In 1987, a group of civil activists were arrested in relation to an alleged plot to overthrow the government through violent means and to bring about social revolution through Marxist inspired practices. Till today, the 16 of those who were detained without trial claim that they were innocent and have committed no crime against the state. Yet, the government is steadfast in their claim that these individuals were indeed conspirators and their intention was to "subvert Singapore's political and social order using communist united front tactics.”

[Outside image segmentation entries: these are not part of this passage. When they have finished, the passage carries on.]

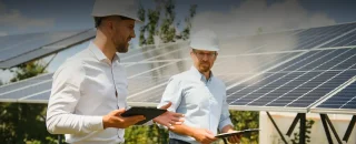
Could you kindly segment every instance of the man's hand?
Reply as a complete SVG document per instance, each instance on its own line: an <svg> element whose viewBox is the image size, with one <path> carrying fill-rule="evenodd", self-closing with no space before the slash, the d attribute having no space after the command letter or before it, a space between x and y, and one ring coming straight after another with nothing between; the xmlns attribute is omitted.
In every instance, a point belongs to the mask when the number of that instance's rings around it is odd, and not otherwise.
<svg viewBox="0 0 356 144"><path fill-rule="evenodd" d="M167 110L170 105L171 105L171 102L161 106L160 109ZM154 119L154 121L161 125L167 126L168 128L175 128L174 125L182 124L182 122L185 121L182 117L184 117L184 114L167 111L166 113Z"/></svg>
<svg viewBox="0 0 356 144"><path fill-rule="evenodd" d="M233 126L226 126L225 127L225 130L224 130L224 133L233 133L233 132L236 132L235 130L234 130L234 127ZM228 137L228 141L230 142L230 143L233 143L233 144L239 144L240 143L240 140L241 140L241 134L238 134L238 135L233 135L233 136L229 136Z"/></svg>
<svg viewBox="0 0 356 144"><path fill-rule="evenodd" d="M206 128L195 128L191 136L202 144L210 144L217 140L215 135Z"/></svg>
<svg viewBox="0 0 356 144"><path fill-rule="evenodd" d="M120 110L115 110L109 114L105 115L102 117L103 128L107 128L107 127L126 128L146 119L144 115L122 117L121 114L123 112L125 112L125 109L120 109Z"/></svg>

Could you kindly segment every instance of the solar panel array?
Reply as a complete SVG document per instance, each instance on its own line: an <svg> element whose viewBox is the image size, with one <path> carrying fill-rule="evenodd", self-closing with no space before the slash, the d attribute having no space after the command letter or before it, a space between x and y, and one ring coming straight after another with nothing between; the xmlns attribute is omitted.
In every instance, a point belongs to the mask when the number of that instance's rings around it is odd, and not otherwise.
<svg viewBox="0 0 356 144"><path fill-rule="evenodd" d="M0 68L12 68L46 56L93 37L93 29L0 37Z"/></svg>
<svg viewBox="0 0 356 144"><path fill-rule="evenodd" d="M356 114L356 76L312 109L317 113Z"/></svg>
<svg viewBox="0 0 356 144"><path fill-rule="evenodd" d="M231 109L307 112L356 75L355 37L356 23L346 23L225 40L212 72ZM131 105L157 105L168 79L191 66L188 42L130 50L120 61ZM0 101L46 103L50 76L1 86Z"/></svg>

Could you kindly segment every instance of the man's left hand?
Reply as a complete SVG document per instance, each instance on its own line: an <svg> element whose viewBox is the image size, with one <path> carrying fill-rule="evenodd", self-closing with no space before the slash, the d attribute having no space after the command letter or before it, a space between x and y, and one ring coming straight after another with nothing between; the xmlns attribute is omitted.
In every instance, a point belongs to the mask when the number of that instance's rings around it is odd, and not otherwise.
<svg viewBox="0 0 356 144"><path fill-rule="evenodd" d="M167 110L169 106L171 105L171 102L169 102L168 104L161 106L160 109L162 110ZM154 122L157 122L161 125L167 126L168 128L175 128L174 125L176 124L182 124L182 122L185 121L182 117L185 115L181 113L175 113L175 112L169 112L167 111L166 113L157 116L156 119L154 119Z"/></svg>

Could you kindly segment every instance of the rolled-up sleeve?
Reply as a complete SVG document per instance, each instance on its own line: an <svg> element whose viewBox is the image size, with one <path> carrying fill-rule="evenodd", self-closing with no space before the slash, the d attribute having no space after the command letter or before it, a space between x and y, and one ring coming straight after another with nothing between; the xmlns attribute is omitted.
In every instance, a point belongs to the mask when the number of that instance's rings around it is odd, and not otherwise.
<svg viewBox="0 0 356 144"><path fill-rule="evenodd" d="M161 101L157 107L159 109L171 102L171 106L168 109L168 111L176 112L181 101L181 93L182 88L180 86L180 81L175 79L175 76L170 78L162 94Z"/></svg>
<svg viewBox="0 0 356 144"><path fill-rule="evenodd" d="M46 125L52 134L88 133L103 130L102 116L73 114L85 81L83 68L67 65L53 75Z"/></svg>
<svg viewBox="0 0 356 144"><path fill-rule="evenodd" d="M226 125L233 125L233 123L230 120L229 105L226 102L226 92L225 92L224 101L222 101L222 105L221 105L220 122L219 122L219 127L218 127L219 131L221 132L222 127L225 127Z"/></svg>

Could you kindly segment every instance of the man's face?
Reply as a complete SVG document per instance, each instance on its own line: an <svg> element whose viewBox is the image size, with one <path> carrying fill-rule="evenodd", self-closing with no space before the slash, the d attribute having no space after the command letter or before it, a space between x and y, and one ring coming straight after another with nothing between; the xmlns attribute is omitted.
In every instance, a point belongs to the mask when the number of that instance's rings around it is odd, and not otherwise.
<svg viewBox="0 0 356 144"><path fill-rule="evenodd" d="M121 20L118 18L112 22L111 41L119 53L128 52L129 41L135 38L135 20Z"/></svg>
<svg viewBox="0 0 356 144"><path fill-rule="evenodd" d="M214 62L218 53L216 51L204 51L191 49L190 56L194 65L199 72L209 72L214 65Z"/></svg>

TOC has previously published many articles on the ISA (including a full feature week in 2009) and shall continue to do so in the future. The ISA is seen as an archaic, outdated, outmoded, and a ‘sharp instrument.’ While some perceive that the ISA is even more relevant today than in the past (given the threat of terrorism related activities in the region) there are those who believe that ISA can be ‘misused’ for the political ends of any sitting government.

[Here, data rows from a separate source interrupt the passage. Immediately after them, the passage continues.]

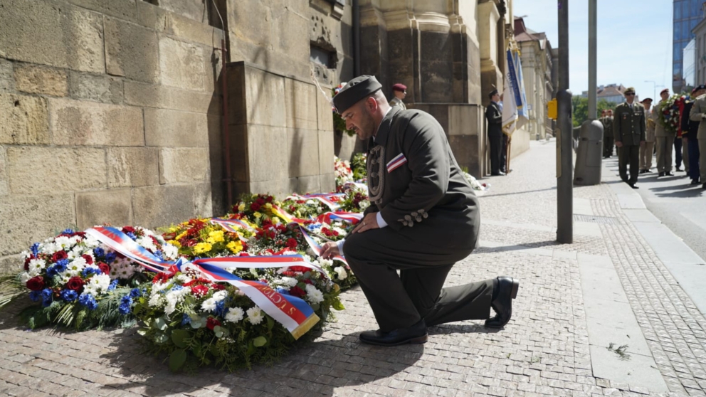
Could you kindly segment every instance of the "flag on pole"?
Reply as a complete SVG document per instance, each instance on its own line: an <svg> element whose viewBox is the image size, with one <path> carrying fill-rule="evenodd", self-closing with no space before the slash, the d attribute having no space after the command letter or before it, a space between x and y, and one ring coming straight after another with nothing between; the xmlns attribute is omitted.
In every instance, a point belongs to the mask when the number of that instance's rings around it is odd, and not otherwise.
<svg viewBox="0 0 706 397"><path fill-rule="evenodd" d="M520 51L507 50L505 90L502 91L502 130L512 135L529 121Z"/></svg>

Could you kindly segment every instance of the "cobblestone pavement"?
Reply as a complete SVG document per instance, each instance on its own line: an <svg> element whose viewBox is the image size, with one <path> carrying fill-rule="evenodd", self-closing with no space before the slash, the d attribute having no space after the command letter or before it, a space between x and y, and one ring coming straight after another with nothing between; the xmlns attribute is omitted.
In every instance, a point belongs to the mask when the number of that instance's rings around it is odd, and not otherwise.
<svg viewBox="0 0 706 397"><path fill-rule="evenodd" d="M483 245L454 267L447 284L509 275L521 281L510 323L430 329L423 345L381 348L357 335L376 328L359 289L342 294L347 309L313 342L271 367L232 374L203 369L173 374L144 356L135 329L80 333L29 332L0 313L0 395L10 396L534 396L703 395L706 322L606 185L574 189L590 200L603 238L574 235L556 243L554 143L532 142L513 172L489 179L481 197ZM492 248L495 247L495 248ZM539 255L523 247L540 247ZM670 392L592 375L579 265L563 251L609 256ZM574 256L575 258L575 256Z"/></svg>

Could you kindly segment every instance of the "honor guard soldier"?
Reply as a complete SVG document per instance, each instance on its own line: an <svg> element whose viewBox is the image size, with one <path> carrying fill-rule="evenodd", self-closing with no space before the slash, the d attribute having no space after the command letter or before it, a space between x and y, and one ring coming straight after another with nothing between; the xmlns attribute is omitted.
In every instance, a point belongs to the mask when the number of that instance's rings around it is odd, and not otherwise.
<svg viewBox="0 0 706 397"><path fill-rule="evenodd" d="M621 179L633 189L638 189L640 147L645 144L645 108L635 102L635 88L624 92L625 102L616 107L613 134L618 147L618 170ZM630 164L630 178L628 178Z"/></svg>
<svg viewBox="0 0 706 397"><path fill-rule="evenodd" d="M427 327L468 319L505 326L517 280L498 277L442 288L454 263L475 247L478 199L438 122L420 110L391 107L381 88L374 76L359 76L333 98L346 127L372 141L366 164L370 206L342 243L326 243L322 251L324 258L342 251L375 315L380 329L362 332L361 342L424 343ZM491 307L497 314L489 318Z"/></svg>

Some political observers say that the Marxists arrest of 1987 had a chilling effect on Singapore’s socio-political scene. People voluntarily withdrew from political activities and they traded political freedom to economic progress. Singapore did exceptionally well, economically, through the late 80’s and the 90’s. But, with an economy that is under pressure and because of the effects of globalisation, inflation, demographic changes and the growing wealth gap there is an increasing awareness that speaking up freely could at least be a beginning to solving these problems, to allow the best ideas a better chance of being aired.
With that in mind, I spoke to Tan Tee Seng, a former ISA (Internal Security Act) detainee. He spoke about the circumstances surrounding his detention, his political persuasions (then and now) and whether the ISA is still relevant in today’s political climate.
Tell us more about yourself in 1987 and what were you doing back then?
I was a 28 years old Marketing Executive with a publishing and design company as well as a specialist in publishing technology. I was in the midst of the preparation for my wedding. All invitations were already sent out and our big day was just a few days away.
The newspaper reports labelled you as a Marxist and said that you wanted to use violent means to overthrow the government of the day. What is your reaction to that?
Consider the following facts:
(1) I was supposed to be a “conspirator” of a conspiracy which I did not know existed. My activities were all open and I was involved in legitimate organisations that existed.
(2) I did not know many of the people that were detained.
(3) I was not personally acquainted with Tan Wah Piow, the alleged master mind. I finally got acquainted with Tan Wah Piow in 2002 some 15 years later.
(4) I was in solitary confinement for first six weeks of my detention and did not have any clue of the “network” published by the government. When I first got a glance of the newspaper clipping during my lawyer’s visit, I almost fell off my chair. By then I was already served with a detention order – indefinite detention without trial. During my detention, I was constantly reminded by ISD officers of Chia Thai Poh, who was still languishing in detention after more than two decades of imprisonment without trial. My release and freedom lied in the hands of a small group of people – it was not for what I did, it was for what they thought I did! I wanted to get out.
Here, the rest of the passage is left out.